Unité de Recherche Risques Microbiens (U2RM), Université de Caen Basse-Normandie Esplanade de la Paix, 14032 Caen, France.
Biotechnol Lett. 2012 Sep;34(9):1651-7. doi: 10.1007/s10529-012-0964-x. Epub 2012 May 25.
Genetically-modified Enterococcus faecalis has a potential of survival and can be used in ethanolic fermentations. Fermentation profiles of E. faecalis JH2-2 were assessed using glucose and lactose as carbon sources. Deletion of lactate dehydrogenase (ldh) genes increased the ethanol production from 0.25 to 0.82 g/l, which was further increased to 0.96 g/l by the insertion of a pyruvate decarboxylase (pdc) gene (from Sarcina ventriculi or Clostridium acetobutylicum) in place ldh1. When grown on lactose, the pdcSv and pdcCa showed 13.6 and 17.6 U mg(-1) of pdc specific activity, respectively. Highest activity (47 U mg(-1)) and ethanol concentration (2.3 g/l) were obtained with pdcCa using an expression plasmid. Formate and acetate were also produced in high quantities. Transcriptional analysis showed that aldehyde alcohol dehydrogenase gene was upregulated up to 16-fold. Further optimizations are required for higher ethanol production.

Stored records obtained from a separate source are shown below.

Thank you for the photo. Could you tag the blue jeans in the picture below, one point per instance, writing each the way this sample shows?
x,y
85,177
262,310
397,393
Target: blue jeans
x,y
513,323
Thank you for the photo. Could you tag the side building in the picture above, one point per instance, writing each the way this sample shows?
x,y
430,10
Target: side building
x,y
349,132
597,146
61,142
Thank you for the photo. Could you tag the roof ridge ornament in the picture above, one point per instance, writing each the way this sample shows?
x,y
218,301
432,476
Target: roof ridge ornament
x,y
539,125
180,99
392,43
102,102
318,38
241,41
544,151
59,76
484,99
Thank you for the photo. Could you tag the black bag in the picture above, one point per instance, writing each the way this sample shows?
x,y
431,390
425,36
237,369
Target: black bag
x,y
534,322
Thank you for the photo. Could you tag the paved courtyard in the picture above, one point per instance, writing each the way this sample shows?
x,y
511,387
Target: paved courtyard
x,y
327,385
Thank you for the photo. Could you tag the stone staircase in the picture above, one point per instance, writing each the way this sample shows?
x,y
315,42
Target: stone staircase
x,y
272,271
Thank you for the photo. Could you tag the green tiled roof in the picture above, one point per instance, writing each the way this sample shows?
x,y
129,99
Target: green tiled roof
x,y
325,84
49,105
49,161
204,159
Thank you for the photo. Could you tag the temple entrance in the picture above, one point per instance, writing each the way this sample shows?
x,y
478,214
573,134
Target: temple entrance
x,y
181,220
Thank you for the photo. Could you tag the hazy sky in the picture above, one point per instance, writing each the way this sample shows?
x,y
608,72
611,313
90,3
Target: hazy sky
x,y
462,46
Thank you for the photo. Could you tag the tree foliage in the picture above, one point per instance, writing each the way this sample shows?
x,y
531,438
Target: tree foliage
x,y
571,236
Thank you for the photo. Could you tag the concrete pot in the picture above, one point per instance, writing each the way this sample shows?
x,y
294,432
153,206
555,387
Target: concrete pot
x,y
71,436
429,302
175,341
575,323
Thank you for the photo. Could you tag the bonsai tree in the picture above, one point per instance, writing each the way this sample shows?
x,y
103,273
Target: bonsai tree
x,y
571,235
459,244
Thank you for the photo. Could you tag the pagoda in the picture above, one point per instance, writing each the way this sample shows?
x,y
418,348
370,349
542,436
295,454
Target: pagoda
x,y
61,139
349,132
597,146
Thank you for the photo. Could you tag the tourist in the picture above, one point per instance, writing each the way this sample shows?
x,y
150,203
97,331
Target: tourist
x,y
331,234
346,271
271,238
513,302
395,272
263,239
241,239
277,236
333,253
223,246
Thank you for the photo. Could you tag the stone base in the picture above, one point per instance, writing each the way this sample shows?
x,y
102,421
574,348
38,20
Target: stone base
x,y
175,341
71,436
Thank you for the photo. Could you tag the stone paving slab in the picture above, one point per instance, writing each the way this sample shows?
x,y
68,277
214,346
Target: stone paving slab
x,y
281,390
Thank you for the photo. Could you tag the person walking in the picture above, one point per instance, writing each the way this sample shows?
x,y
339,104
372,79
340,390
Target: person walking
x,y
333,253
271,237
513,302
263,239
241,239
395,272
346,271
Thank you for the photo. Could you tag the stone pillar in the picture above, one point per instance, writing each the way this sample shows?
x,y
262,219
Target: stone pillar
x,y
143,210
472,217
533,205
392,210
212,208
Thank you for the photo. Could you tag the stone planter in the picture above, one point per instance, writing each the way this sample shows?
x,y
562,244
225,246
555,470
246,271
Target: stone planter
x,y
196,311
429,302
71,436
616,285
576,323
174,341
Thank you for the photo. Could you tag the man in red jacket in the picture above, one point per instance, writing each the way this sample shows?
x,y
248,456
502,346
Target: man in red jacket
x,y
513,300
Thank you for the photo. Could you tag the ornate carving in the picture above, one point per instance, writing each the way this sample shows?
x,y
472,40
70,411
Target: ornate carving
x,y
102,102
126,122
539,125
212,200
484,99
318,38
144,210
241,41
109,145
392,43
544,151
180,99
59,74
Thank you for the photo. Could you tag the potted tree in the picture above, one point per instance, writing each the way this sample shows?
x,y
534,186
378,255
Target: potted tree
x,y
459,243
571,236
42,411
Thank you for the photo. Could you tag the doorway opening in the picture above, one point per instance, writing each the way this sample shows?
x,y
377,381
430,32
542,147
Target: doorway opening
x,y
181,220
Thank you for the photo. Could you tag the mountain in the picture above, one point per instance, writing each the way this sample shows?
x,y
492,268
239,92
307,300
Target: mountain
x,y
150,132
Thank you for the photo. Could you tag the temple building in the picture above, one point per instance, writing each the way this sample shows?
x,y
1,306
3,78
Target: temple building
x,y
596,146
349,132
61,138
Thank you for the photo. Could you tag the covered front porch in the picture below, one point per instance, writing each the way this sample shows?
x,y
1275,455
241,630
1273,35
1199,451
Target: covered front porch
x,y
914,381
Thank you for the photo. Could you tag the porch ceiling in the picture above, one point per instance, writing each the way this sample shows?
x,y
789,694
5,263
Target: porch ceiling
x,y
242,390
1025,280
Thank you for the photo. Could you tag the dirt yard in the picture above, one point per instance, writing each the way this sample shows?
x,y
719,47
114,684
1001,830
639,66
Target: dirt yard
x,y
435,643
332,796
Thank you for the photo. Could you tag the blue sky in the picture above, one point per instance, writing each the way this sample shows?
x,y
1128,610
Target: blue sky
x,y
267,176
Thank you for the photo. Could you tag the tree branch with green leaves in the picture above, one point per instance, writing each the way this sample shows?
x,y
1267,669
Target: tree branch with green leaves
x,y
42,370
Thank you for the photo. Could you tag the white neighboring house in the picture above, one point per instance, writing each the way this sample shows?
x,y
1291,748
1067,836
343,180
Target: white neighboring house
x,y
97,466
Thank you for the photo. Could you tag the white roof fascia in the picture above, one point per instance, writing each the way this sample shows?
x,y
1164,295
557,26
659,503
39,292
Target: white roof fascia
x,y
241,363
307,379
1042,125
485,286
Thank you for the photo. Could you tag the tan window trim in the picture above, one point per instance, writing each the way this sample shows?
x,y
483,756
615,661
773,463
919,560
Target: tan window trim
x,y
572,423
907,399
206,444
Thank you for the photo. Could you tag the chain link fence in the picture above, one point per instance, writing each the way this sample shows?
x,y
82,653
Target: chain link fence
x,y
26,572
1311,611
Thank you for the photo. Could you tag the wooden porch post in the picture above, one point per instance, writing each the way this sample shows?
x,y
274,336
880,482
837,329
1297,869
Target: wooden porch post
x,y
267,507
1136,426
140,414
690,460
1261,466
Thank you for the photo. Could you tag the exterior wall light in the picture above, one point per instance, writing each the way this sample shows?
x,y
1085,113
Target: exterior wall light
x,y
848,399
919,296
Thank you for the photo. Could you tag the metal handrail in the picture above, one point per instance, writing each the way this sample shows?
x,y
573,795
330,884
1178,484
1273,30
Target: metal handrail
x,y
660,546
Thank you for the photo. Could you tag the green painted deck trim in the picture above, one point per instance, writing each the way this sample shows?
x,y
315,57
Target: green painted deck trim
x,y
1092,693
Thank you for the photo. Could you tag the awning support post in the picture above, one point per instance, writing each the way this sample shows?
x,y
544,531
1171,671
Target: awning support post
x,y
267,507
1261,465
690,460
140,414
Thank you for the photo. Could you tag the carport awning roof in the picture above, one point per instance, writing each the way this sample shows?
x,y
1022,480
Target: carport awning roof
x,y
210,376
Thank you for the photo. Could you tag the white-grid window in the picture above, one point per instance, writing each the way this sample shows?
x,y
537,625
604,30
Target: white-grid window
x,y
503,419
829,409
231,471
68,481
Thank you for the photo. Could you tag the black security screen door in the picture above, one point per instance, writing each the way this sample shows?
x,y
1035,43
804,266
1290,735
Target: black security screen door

产肠球菌经过基因改造后具有生存能力,并可用于乙醇发酵。使用葡萄糖和乳糖作为碳源来评估肠球菌 JH2-2 的发酵特性。缺失乳酸脱氢酶(ldh)基因可将乙醇产量从 0.25 克/升提高到 0.82 克/升,进一步通过插入来自 Sarcina ventriculi 或 Clostridium acetobutylicum 的丙酮酸脱羧酶(pdc)基因(替代 ldh1)可将乙醇产量提高到 0.96 克/升。在乳糖上生长时,pdcSv 和 pdcCa 的丙酮酸脱羧酶比活性分别为 13.6 和 17.6 U mg(-1)。使用表达质粒时,pdcCa 可获得最高的酶活(47 U mg(-1))和乙醇浓度(2.3 克/升)。还产生了大量的甲酸盐和乙酸盐。转录分析表明醛醇脱氢酶基因的表达上调了 16 倍。需要进一步优化以提高乙醇产量。